Non dobbiamo aspettare che per questo la Superiora ci riprenda e ci corregga, perché anche se essa vede e tace, lo fa per il timore di non essere ubbidita. Per questo, il parlare inutilmente, però, non cesserà di essere un grande difetto dinanzi a Dio, come quello che contagia lo spirito di tutta la Comunità, e causa nelle anime una tale dissipazione che fa troppo dispiacere a chi vive seriamente la sua vocazione.
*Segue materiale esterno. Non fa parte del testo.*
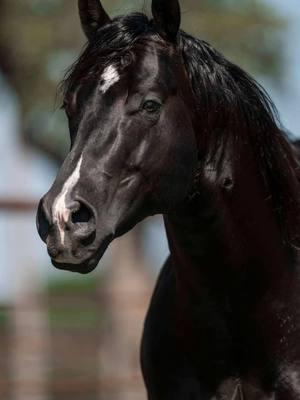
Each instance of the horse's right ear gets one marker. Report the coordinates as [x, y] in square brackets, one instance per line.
[167, 18]
[92, 16]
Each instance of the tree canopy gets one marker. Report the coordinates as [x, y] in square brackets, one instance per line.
[39, 39]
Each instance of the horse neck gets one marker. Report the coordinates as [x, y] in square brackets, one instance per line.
[228, 234]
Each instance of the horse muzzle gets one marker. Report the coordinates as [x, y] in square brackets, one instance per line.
[71, 236]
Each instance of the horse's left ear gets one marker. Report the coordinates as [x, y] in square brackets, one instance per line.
[167, 18]
[92, 16]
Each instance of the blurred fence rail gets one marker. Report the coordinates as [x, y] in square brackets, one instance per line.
[75, 342]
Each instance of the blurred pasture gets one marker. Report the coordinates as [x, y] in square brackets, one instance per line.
[73, 337]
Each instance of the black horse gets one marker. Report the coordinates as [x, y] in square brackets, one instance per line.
[160, 122]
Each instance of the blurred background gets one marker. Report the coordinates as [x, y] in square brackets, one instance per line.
[64, 336]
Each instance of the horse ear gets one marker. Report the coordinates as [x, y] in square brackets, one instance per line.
[92, 16]
[167, 18]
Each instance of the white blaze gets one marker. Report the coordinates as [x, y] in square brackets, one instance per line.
[60, 211]
[109, 77]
Gesù, finalmente, vuole che reprimiamo l’impazienza, i risentimenti, la collera; che sottomettiamo la nostra volontà a quella dei Superiori; che domiamo l’insaziabile concupiscenza e sopportiamo tutto per amore di Dio amorosissimo.

Come potremmo noi allontanarci da questa strada della croce, senza esporci al pericolo di perderci eternamente? Lo so che il senso e la nostra debole natura si ribellano al solo nome di patimenti, ma fissiamo Io sguardo in quel nostro divino Esemplare e poi replichiamo a noi stessi: quale opposizione c’è tra noi, vile cenere e fango e Lui, sommo Re della gloria!
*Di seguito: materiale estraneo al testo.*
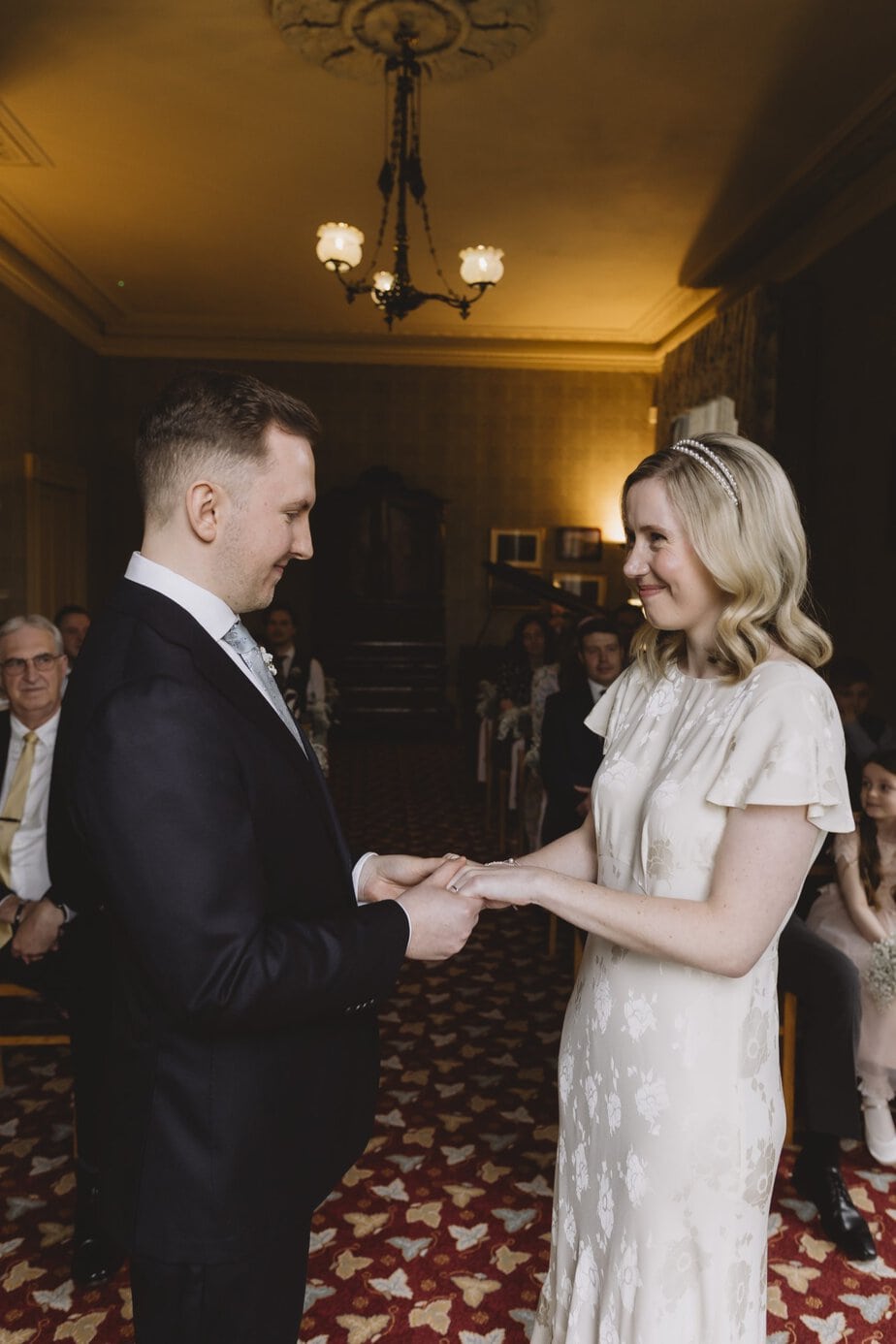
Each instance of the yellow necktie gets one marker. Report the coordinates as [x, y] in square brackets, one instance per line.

Egli geme, piange, soffre; e noi non cercheremo altro che di appagare l’amor proprio e di accontentarci in tutto?

Egli innocente, santità per essenza, non vuol gustare che croci ed affanni; e noi, indegni peccatori, non cercheremo altro che di gustare le effimere delizie di questa misera terra? Forse che il servo è più del padrone? Se il benignissimo Gesù, che è nostro padrone, ha sopportato tanto fino a morire per noi crocifisso, nulla vorremmo noi soffrire per Lui, noi che siamo spregevoli Suoi servi?
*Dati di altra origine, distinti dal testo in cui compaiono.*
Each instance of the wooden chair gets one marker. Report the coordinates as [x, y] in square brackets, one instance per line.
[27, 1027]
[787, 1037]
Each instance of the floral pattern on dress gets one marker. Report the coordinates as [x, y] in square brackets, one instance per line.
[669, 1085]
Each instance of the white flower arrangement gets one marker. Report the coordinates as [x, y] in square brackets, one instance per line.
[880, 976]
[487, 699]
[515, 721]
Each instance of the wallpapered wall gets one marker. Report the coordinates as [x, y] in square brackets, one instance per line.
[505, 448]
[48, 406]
No, mio adorabile Salvatore, non voglio vivere come feci finora così diverso da Voi; non voglio più che, mentre Voi sceglieste umiliazioni, povertà e patimenti, io ricerchi invece quello che può appagare la mia colpevole concupiscenza. Io so bene che non conseguirò mai la Vostra gloria nel Cielo, se prima non avrò cercato di imitarvi costantemente, qui in terra, sulla via delle umiliazioni profonde, del generoso distacco dalle cose terrene e dei patimenti ineffabili della Vostra croce.

Concedetemi, o Gesù, che per me non siano senza frutto i mirabili Vostri esempi, affinché continuando a camminare sulla via che pietosamente mi avete additato, io giunga finalmente un giorno a goderne i dolcissimi effetti nella eterna patria del Cielo. Amen.